From the SELECT output, we know that the only 'case' version of "myschema" that we can use is "MySchema".

A regular identifier in Hive is a sequence of one or more alphanumeric characters (A-Z, 0-9) and underscores which must not start with an underscore. A delimited identifier in Hive is a sequence of one or more UTF-8 characters enclosed by backticks. However, dependent on the context in which the identifier is used, only a subset of the UTF-8 character set is accepted. Leading and trailing spaces in the sequence are treated differently dependent on the context of the identifier. For example, in schema and table names, leading and trailing spaces are removed, but in column names the spaces are kept.

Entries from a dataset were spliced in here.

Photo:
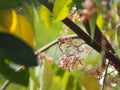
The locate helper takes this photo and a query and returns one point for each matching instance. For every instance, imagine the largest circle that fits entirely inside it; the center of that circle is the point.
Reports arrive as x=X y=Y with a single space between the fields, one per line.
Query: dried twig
x=53 y=43
x=5 y=85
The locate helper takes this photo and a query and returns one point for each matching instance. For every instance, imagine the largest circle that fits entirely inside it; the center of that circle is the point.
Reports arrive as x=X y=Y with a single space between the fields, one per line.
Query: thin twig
x=5 y=85
x=53 y=43
x=105 y=76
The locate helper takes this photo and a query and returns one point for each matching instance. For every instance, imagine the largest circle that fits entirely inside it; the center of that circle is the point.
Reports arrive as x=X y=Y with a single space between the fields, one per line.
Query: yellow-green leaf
x=46 y=78
x=16 y=24
x=61 y=9
x=89 y=82
x=24 y=30
x=100 y=21
x=45 y=15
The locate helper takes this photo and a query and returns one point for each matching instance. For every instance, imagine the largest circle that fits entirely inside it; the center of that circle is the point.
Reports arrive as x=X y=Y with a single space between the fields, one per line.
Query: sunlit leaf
x=45 y=15
x=61 y=9
x=16 y=77
x=28 y=13
x=24 y=30
x=46 y=78
x=89 y=82
x=100 y=21
x=70 y=85
x=6 y=4
x=118 y=34
x=16 y=50
x=16 y=24
x=78 y=3
x=35 y=75
x=92 y=22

Schema and table names can contain the following supported characters: A-Z, a-z, 0-9, '"', '%', '&','\'', '(', ')', '*', '+', ',', '-', '/', ':', ';', '<', '=', '>', '?', '[', ']','_', '|', '{', '}', '$', '^', '!', '~', '#', '@', '', or ' '. If a schema name or table name contains an unsupported character, an error occurs. In addition, an error occurs if a schema and table name contains an embedded '.', or if a schema name starts with '@', or if a schema name ends with '#' or '!'.

In general, column names may contain any UTF-8 character. However, similar to schema and table names there are a few unsupported characters. Characters '.' and ':' are unsupported. Depending on the used storage handler and storage format, additional limitations exist:

Due to limitations in Hive, many special characters including blanks are not supported for column names for Hive Datalake table that uses parquet file format.
Only C identifiers (has to begin with a letter, then letters, digits, or underscores) can be used for column names for Hive Datalake table using Avro file format.

If you use an unsupported identifier, an SQL0113N error is returned.